Side-lighting: The Eye-opening Trick Guaranteed To Make Your Photos Awesome
Updated: Oct 6, 2021
Getting awesome photos is not about spending money on expensive camera equipment. That stuff helps, sure, but someone with a cheap camera and a basic grasp of lighting techniques will take better photos than someone with a great camera and no idea about lighting. In this post we'll look at lighting from one side, using both natural and artificial light.
Window light

To prove my point about equipment, the photo above is one I took on my phone while I was out having coffee with a friend. We were sitting in a cafe in York that has a large window on one side, and because of the height of the buildings on the opposite side of the road the light that comes into the cafe is largely reflected rather than direct, which gives it a softer quality that is perfect for portrait photography. I've taken several photos of the same person in various outdoor locations using my expensive camera without getting a shot I liked as much as this one. The way that the face is illuminated from one side and the light gradually falls away gives a very pleasing effect of depth, and on most days you'll be able to achieve this effect in your own home. It's not just good for people either: the same effect works wonders for food or product photography.

Window light (and great textures, like an old wooden table) can add interest to everyday objects, like this shampoo bar, which I shot for Yorkshire Wellness Box. So the next time you see some nice reflected or diffused light spilling into your living room, take full advantage! (NB direct sunlight isn't ideal for this because it's too intense so the side facing the window will be too bright and "blown out". You can counter this by putting up a net curtain or just waiting for cloud cover).
Artificial light
Top professional studio photographers may have an array of lighting. Indeed you can buy lights that costs hundreds and even thousands of pounds. But you can achieve some nice effects using whatever you have in the house.

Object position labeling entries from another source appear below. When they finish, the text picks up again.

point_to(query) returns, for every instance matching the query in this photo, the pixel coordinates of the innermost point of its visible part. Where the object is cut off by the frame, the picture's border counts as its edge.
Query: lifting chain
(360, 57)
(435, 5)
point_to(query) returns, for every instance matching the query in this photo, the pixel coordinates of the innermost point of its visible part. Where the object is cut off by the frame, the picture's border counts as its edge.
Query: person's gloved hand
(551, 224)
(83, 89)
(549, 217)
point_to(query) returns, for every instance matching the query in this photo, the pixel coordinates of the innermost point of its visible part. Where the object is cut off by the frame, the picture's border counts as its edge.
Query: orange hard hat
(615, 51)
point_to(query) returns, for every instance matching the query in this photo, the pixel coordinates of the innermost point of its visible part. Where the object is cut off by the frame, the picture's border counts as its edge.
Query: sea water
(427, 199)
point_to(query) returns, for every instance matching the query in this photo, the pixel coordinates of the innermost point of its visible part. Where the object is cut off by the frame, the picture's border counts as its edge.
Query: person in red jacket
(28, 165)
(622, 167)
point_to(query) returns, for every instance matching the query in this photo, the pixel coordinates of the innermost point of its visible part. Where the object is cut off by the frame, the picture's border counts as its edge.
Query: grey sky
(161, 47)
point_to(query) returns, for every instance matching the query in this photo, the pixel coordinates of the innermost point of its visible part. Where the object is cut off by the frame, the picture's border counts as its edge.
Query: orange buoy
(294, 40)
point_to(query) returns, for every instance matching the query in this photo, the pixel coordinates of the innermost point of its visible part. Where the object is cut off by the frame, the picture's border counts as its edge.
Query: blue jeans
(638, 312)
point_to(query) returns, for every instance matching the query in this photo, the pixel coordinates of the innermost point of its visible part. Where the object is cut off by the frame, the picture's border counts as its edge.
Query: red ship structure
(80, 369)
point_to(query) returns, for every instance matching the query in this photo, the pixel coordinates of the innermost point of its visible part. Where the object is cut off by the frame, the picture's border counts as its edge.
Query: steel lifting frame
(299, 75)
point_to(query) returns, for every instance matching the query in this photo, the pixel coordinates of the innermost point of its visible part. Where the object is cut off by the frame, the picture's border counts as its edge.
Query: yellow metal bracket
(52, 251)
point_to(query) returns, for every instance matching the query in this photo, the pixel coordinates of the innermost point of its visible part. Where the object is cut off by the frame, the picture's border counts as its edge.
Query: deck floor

I submitted the image above as coursework when I studied photography several years ago, and at the time I owned no flashes and no dedicated photography lighting. So I pointed a cheap desk lamp in my face and took a picture and this was the result. You'll notice that because the light is not diffused and is quite close to my face (the lamp was only just out of shot) it gives a quite different effect to that in the cafe pic at the top of the post. The closer a light source is your face and the more intense the light is the quicker the light falls off, so the effect here is far less subtle. Which is not a bad thing, just a different thing.
So that's two different sources of light where, in both instances, the subject is lit from only one side. A world apart from your average headshot, which may be lit from two, three or even sometimes four directions but a very interesting departure, I hope you'll agree.
So dig out your lamps, stand by your windows, and get taking great photos!